Uncategorized

  • My Sabbath days are rarely boring. My wife Shira and I often have guests for Shabbat meals on Friday nights and Saturday lunches. And just about every Friday night, Shira and I play Scrabble, a board game that is perfect for Sabbath observers: no electricity and no writing (another Sabbath prohibition). How do we keep score? We each have a big fat book where we match our score with the page number. If you get forty points, you turn forty pages. (Shira usually wins.)

    Ari L. Goldman, writing about his Sabbath practices as an Orthodox Jew

  • I’ll write a hymn again.

  • One of the reasons I chose Qobuz as my streaming music service was the ability to download tracks in a DRM-free format. About a year into my subscription, I finally purchased my first album. Frankie Rose – Seventeen Seconds. Burned a CD and it sounds fantastic.

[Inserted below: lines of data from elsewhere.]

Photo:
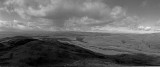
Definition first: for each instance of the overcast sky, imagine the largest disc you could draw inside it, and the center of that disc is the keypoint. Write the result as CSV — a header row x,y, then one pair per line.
x,y
77,15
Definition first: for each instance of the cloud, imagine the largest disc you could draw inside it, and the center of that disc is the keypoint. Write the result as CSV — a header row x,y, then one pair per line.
x,y
82,15
59,11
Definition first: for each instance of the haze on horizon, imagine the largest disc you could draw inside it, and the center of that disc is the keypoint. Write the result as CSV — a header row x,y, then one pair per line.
x,y
79,15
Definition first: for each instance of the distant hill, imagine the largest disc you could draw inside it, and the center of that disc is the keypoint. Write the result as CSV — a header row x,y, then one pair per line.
x,y
80,49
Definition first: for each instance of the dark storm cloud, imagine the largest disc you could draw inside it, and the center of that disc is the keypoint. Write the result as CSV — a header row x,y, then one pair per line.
x,y
60,11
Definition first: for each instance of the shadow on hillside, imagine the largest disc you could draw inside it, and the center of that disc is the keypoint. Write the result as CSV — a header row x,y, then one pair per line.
x,y
31,52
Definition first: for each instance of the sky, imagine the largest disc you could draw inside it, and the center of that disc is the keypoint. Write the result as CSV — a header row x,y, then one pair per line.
x,y
78,15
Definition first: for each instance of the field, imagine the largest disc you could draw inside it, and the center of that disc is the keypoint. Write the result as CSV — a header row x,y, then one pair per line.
x,y
79,49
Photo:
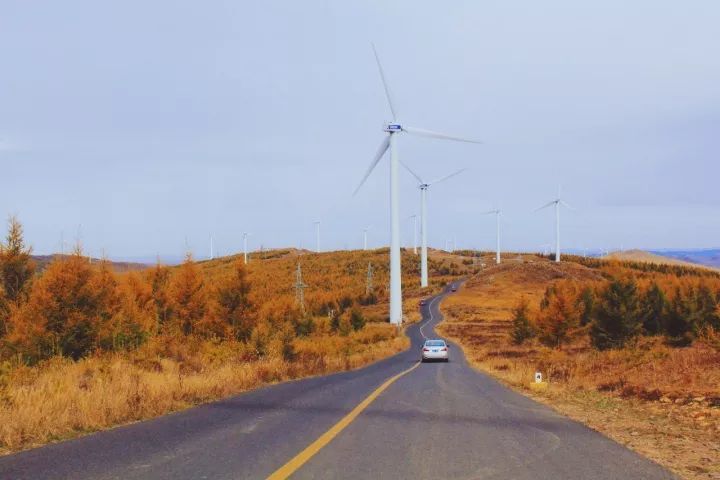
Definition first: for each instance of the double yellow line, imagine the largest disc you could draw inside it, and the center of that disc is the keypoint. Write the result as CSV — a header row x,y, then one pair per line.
x,y
301,458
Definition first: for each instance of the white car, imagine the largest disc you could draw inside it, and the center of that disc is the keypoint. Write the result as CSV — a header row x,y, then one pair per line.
x,y
435,350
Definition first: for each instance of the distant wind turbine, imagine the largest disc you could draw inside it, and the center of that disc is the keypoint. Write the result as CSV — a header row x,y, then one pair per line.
x,y
393,130
497,213
245,235
423,219
317,236
557,203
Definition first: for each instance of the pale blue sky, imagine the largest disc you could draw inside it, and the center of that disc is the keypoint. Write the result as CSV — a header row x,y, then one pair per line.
x,y
151,122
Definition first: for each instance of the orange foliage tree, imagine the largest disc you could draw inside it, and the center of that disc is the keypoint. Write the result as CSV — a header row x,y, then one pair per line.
x,y
559,316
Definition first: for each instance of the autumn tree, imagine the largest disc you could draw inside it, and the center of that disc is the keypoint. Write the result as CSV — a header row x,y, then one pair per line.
x,y
187,296
159,278
587,304
559,318
60,316
234,305
617,316
16,266
682,318
522,328
4,312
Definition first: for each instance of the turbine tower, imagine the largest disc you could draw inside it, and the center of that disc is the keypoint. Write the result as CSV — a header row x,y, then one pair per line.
x,y
557,203
414,217
393,130
423,220
245,235
497,213
317,236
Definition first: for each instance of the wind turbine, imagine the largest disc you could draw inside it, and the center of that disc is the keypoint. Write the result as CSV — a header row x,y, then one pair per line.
x,y
414,217
365,237
497,213
393,130
245,235
423,219
317,236
557,203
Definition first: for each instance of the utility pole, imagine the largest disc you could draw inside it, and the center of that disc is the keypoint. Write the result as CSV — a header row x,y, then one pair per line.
x,y
368,282
300,288
245,235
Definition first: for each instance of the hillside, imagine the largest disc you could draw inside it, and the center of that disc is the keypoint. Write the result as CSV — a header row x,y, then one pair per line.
x,y
658,394
648,257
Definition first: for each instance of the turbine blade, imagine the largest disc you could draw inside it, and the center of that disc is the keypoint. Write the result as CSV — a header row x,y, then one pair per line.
x,y
545,206
381,151
565,204
447,176
385,86
411,172
429,133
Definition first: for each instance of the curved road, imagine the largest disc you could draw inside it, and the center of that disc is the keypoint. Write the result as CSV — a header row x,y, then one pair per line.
x,y
439,420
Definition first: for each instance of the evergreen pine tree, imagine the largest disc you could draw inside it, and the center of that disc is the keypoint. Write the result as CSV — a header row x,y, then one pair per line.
x,y
16,266
522,328
617,316
653,308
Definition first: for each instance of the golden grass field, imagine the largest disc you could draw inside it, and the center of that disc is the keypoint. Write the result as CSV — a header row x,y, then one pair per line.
x,y
660,401
66,398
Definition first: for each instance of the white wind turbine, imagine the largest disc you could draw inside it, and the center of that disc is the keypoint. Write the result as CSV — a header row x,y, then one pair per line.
x,y
414,217
393,130
317,236
497,212
423,219
557,203
245,235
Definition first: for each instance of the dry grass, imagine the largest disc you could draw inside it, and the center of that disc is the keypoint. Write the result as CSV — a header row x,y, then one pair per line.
x,y
663,402
61,398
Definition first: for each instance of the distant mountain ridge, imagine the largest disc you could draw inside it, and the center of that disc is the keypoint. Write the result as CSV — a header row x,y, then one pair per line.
x,y
708,257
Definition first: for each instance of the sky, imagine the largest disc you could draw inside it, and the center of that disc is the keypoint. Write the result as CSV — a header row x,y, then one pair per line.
x,y
143,128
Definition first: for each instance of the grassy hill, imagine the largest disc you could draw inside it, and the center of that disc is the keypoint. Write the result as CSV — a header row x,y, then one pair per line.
x,y
648,257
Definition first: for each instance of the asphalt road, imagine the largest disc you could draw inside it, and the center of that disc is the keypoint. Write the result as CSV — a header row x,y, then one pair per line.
x,y
440,420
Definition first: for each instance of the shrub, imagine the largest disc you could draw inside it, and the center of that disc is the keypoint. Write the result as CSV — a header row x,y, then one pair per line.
x,y
357,320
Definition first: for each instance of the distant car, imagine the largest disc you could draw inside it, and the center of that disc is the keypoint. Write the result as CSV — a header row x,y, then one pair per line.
x,y
435,350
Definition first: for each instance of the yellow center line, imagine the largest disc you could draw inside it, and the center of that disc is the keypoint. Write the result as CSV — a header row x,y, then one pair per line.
x,y
301,458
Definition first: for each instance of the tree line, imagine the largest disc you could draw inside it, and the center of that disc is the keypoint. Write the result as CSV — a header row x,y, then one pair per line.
x,y
676,305
74,309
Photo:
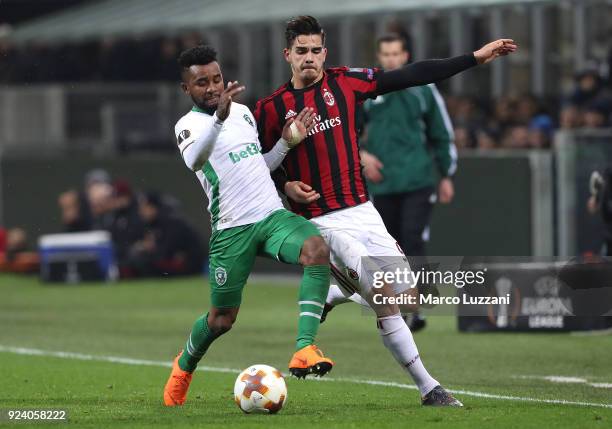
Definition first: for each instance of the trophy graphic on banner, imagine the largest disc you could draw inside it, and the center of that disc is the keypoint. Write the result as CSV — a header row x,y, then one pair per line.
x,y
503,286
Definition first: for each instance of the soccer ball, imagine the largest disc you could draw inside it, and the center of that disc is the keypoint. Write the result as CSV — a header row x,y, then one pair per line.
x,y
260,389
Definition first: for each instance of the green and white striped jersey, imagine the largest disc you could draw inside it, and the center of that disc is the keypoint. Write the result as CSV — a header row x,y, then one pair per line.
x,y
235,177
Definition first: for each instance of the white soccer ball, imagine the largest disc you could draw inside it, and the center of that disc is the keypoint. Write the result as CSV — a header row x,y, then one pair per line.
x,y
260,389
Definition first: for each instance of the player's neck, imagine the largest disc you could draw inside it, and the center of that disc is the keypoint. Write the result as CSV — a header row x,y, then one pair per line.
x,y
301,84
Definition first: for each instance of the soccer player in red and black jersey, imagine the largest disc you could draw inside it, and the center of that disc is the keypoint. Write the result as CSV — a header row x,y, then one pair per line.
x,y
323,179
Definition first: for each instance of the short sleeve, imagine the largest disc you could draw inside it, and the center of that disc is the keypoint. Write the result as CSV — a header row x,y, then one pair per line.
x,y
266,125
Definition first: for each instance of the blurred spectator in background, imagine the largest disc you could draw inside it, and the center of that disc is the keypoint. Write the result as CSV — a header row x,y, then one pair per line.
x,y
170,245
595,115
570,117
600,202
14,254
75,213
409,144
126,226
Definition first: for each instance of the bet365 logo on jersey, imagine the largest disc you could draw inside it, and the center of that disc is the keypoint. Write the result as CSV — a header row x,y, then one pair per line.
x,y
249,150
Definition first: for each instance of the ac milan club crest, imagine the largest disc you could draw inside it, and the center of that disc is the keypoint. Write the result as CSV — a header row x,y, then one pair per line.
x,y
328,97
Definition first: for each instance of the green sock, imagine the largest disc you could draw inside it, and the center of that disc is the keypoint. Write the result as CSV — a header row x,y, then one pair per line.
x,y
313,292
197,344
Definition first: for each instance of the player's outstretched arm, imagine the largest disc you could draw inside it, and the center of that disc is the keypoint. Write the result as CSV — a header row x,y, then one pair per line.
x,y
295,130
431,71
196,152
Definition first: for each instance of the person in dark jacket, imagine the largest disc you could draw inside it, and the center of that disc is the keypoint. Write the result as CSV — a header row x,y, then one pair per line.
x,y
409,157
170,245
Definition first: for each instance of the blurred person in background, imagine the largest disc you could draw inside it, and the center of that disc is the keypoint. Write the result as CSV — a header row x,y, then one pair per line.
x,y
600,201
409,144
570,117
170,246
595,115
14,254
126,227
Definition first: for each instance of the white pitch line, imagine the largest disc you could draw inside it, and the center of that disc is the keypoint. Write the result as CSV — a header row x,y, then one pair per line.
x,y
566,379
131,361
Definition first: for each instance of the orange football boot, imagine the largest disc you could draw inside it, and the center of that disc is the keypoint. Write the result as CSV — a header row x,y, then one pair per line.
x,y
175,392
309,360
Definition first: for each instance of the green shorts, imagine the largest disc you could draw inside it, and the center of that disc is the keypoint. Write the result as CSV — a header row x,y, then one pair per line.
x,y
233,251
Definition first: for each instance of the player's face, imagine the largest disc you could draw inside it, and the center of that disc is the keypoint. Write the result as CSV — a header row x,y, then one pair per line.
x,y
204,84
306,57
391,55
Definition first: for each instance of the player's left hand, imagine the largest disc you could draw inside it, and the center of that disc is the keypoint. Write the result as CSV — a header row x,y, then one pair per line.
x,y
495,49
296,129
446,191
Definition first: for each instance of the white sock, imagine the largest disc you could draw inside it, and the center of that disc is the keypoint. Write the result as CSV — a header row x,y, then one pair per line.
x,y
398,339
336,295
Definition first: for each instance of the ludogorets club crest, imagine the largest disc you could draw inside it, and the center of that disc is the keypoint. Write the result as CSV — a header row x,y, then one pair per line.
x,y
220,276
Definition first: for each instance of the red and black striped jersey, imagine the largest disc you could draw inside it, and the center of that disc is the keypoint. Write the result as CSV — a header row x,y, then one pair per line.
x,y
328,159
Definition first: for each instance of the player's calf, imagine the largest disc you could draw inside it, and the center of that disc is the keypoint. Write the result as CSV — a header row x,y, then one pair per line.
x,y
205,330
314,252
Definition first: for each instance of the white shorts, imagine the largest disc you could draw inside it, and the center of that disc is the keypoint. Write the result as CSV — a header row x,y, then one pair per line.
x,y
359,245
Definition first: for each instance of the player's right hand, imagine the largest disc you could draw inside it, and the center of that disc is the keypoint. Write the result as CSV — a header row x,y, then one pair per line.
x,y
498,48
300,192
225,100
371,167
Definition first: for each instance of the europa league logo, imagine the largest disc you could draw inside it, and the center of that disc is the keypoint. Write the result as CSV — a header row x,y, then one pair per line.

  • I’ve been trying for years to get my oldest son to embrace blogging. He’s an excellent writer and has unique perspectives. I bought him a Blot blog but he never used it. Now I find out he’s publishing on Substack. I feel betrayed.

  • If I could internalize the words of Thoreau that, “A man is rich in proportion to the number of things which he can afford to let alone,” then I probably wouldn’t have spent several days this week investigating cassette culture.

  • So sentiments expressing objective claims of morality or beauty are still, as in Lewis’s day, found to be offensive, but sentiments expressing identity are seen as sacred.

    Alan Noble, on C.S. Lewis and education

  • Several years ago, I listened to Terry Gross interview the son of a prominent religious leader, who had publicly broken with his father’s legacy and migrated to another, rather different branch of the tradition. Gross asked why he had not simply let his faith go altogether. His reply has always stuck with me. He explained that it was, in part, because he was the kind of person whose first instinct, upon deciding to become an atheist, would be to ask God to help him be an atheist.